マスターズリーグ復活を妄想する話
昔あったマスターズリーグを、復活させるならこんな風に、という話。
と言っても、本拠地がどうとか、この選手はこのチームとかではなく、思想とか、コンセプトとか、そういう話。
マスターズリーグという発想が面白いので、初年度(2001年)の11月に西武ドームへ行った。東京ドリームスは高橋直樹が投げていた。子供の頃は彼の大ファンだったので、その華麗なアンダースローをいつも真似していた。その高橋直樹の、実に久々の勇姿である。良い時に来た、と思った。
しかし、仕方のない事だが、アンダースローとは呼べないほど腰高になっていた。それでもテクニックは生きているので、キャッチボールのような軽い投げ方でも不思議と名古屋エイティデイザーズ打線を抑えた。高橋直樹のヒーローインタビュー。本当に何年ぶりだろう。プロ野球の大先輩に対してこういう言い方は何様感があるが、合格点を与えられる内容だった。
そう、マスターズリーグと言えど、選手はあくまで戦力である事を最優先に考えて欲しいのだ。名前通り「マスターズ」として位置付けるには、「マスター」ならではの何かを見せる必要がある。
結論から先に言うと、マスターズリーグとは、当時マスターズながら140km/hを投げてファンを驚かせた村田兆治(故人)のような人のためにあるものだと思う。もちろん140km/h出せとかいう事ではない。それでは選手がいなくなってしまう。要は、「ちゃんと野球の動きができる」人達でやって欲しいのである。

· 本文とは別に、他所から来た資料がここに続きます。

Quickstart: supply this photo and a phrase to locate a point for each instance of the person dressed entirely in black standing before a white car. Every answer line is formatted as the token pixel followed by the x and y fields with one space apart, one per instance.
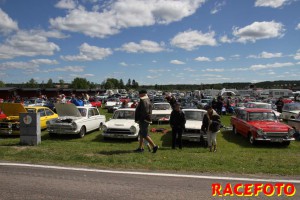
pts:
pixel 177 122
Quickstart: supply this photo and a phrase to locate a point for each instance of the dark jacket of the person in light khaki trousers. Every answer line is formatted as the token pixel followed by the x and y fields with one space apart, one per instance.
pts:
pixel 215 124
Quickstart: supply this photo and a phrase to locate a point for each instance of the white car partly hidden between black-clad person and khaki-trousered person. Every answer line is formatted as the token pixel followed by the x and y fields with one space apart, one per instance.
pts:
pixel 193 125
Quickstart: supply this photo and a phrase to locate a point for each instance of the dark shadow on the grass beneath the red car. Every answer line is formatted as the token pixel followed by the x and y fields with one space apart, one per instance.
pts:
pixel 243 141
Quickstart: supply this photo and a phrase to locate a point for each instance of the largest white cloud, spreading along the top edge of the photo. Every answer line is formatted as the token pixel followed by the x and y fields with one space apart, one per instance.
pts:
pixel 122 14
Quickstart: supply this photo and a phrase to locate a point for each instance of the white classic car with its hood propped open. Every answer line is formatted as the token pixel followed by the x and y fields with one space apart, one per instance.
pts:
pixel 75 120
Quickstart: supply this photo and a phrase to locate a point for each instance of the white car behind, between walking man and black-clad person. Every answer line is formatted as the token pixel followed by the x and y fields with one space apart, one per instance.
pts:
pixel 161 112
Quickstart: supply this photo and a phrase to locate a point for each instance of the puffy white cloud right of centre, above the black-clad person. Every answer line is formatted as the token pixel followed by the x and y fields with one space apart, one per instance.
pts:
pixel 192 39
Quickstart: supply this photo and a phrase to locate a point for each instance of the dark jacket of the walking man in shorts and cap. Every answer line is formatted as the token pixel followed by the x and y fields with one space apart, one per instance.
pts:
pixel 144 110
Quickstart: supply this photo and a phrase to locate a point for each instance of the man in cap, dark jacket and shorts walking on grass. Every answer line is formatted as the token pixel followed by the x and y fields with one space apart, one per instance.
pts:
pixel 143 118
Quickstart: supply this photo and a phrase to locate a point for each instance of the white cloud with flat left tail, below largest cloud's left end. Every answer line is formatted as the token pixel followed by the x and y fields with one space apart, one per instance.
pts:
pixel 89 53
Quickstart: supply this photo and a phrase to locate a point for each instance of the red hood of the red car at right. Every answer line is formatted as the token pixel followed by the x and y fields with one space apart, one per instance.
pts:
pixel 270 126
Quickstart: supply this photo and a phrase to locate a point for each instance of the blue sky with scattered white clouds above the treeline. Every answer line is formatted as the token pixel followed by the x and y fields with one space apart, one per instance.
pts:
pixel 150 41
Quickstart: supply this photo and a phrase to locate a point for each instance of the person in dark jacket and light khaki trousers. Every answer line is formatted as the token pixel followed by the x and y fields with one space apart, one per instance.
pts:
pixel 211 124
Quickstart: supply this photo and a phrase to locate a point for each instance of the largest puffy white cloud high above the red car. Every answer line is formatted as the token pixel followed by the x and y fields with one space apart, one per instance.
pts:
pixel 258 31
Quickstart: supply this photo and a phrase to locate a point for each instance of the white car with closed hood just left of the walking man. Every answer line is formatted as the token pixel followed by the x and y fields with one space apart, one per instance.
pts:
pixel 121 125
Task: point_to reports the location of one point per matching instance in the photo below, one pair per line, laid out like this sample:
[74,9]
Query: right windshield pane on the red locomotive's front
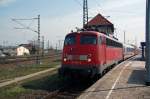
[88,39]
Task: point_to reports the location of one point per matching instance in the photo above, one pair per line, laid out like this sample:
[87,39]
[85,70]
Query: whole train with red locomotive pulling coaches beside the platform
[89,53]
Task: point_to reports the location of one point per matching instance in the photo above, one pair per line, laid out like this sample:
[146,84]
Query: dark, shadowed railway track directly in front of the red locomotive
[68,91]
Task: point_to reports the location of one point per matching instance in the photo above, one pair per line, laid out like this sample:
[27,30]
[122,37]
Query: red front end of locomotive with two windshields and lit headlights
[79,55]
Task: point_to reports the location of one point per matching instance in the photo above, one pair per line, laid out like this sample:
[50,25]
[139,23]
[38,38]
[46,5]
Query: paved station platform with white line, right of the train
[125,81]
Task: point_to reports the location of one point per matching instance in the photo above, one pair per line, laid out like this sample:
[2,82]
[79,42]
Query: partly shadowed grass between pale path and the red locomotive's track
[26,89]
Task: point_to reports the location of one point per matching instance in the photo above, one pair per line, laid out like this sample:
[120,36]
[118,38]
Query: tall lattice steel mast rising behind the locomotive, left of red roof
[85,13]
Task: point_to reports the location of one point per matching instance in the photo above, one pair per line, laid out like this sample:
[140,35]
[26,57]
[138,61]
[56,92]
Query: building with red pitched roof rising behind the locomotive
[101,24]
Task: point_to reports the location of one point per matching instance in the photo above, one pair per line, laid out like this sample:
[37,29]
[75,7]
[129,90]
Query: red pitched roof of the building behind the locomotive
[99,20]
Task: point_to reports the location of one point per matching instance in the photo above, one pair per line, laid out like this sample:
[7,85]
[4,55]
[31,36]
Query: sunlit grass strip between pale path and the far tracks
[17,70]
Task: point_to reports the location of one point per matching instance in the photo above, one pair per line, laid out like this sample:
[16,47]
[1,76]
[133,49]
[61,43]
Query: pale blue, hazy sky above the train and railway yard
[59,17]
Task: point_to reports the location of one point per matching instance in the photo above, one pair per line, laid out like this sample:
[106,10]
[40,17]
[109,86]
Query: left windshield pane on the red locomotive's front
[70,40]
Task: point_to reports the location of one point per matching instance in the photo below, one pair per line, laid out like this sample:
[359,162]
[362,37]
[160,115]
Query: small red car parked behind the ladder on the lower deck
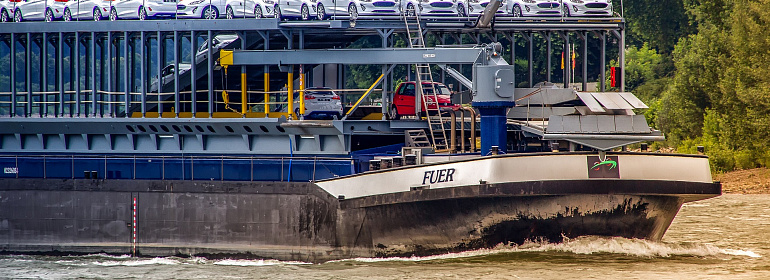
[403,99]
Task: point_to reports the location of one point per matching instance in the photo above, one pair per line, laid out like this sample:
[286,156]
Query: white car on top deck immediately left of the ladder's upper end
[353,8]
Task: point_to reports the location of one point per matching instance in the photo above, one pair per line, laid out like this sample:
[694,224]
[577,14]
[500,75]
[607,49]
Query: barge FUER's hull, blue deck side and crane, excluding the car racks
[317,190]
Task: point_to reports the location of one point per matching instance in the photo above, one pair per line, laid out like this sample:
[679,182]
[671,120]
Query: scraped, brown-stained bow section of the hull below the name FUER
[444,226]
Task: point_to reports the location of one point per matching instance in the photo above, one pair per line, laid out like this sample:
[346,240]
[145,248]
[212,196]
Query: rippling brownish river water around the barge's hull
[727,237]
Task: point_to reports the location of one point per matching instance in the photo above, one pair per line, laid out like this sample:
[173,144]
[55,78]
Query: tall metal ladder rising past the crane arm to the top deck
[423,74]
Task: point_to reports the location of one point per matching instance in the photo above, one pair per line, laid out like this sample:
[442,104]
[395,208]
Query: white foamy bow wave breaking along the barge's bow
[587,246]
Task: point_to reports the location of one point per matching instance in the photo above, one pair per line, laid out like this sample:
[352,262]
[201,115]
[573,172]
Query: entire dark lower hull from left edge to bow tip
[299,221]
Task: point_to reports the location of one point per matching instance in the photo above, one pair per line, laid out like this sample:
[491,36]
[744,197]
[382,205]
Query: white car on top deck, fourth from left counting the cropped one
[141,9]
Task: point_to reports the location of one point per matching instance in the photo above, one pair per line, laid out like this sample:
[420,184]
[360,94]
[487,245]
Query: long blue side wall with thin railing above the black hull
[207,168]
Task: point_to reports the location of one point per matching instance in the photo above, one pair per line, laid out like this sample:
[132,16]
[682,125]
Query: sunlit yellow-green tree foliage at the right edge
[719,96]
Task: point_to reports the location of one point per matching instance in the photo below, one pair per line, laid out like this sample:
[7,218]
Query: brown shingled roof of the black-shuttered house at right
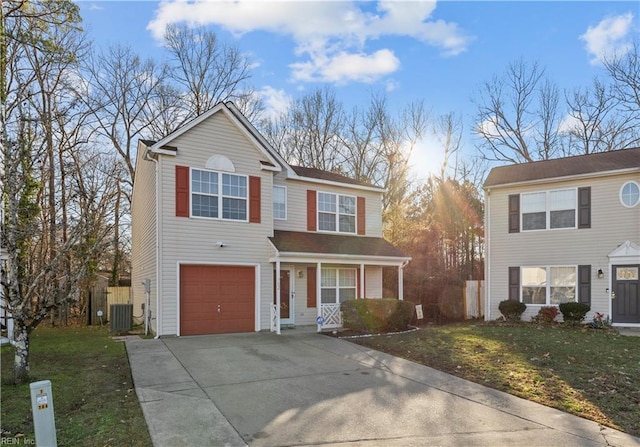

なぜかというと、村田兆治のように現役を退いた後も、鍛錬を怠らずアスリートであろうとした人達もいるからだ。いくら現役時代に名のある選手だったとしても、引退したとたんに太りだすような人が出て来るとかえって幻滅してしまう。逆に、マスターズリーグの選手として十分な動きができるのならば、現役時代の実績はまったく問わない。旧マスターズリーグにはそういう選手もいたが、もっとたくさんいても良い。
往年の名選手が登場するというのがマスターズリーグの第一の売りだったと思うが、年齢的にどう考えても無理はさせられないという人もいる。またそういう人達に野球そのものができるとしても(実際還暦野球というものもあり、下手な若いチームより強かったりするが)、引退して間もない三十代の選手と同じ土俵でやる事に無理は無いだろうか。
もちろんどんな世代のリーグがあっても良いが、明らかに身体能力に差がある編成は、普通のスポーツでは当然問題になる。
プレーの質などは度外視した、往年の名選手が登場するイベントは十分価値があるし、楽しい。しかしそれは単発のイベントとしてやるから面白いのであって、少なくとも5チーム総当り40試合のリーグを作ってまでやるものではないと思う。第一、飽きられる。
要は「マスターズ」を名乗って行う以上、それにふさわしいものであって欲しい。少なくともゴルフや競泳の「マスターズ」に対して恥ずかしくないものであって欲しいのだ。ましてやお金を取って行う以上は。
逆に「マスターズ」が高い質を保ち、当たり前のように定着すれば、何だかんだ言っても「新興」のスポーツである野球のステータスも上がるように思える。引退後、半端なタレントになるよりもそこでプレーする方が尊敬される。そんなマスターズリーグがあったらと思う。
例えば、こんなストーリーを妄想している。
そんな、マスターズならではのドラマが観たい。
ついでに体制レベルの話を。ドームを本拠地にという事ならば、西武ドームにチームがあっても良い気がするが、冬場にやる事を考えるとやはり無理か。ならば大館樹海ドームを本拠地に、東北出身の選手を集めたチームを作るのはどうだろう。広さもキャパも、マスターズリーグには丁度良い気がする。そんなつまらない話も付け足しておきたい。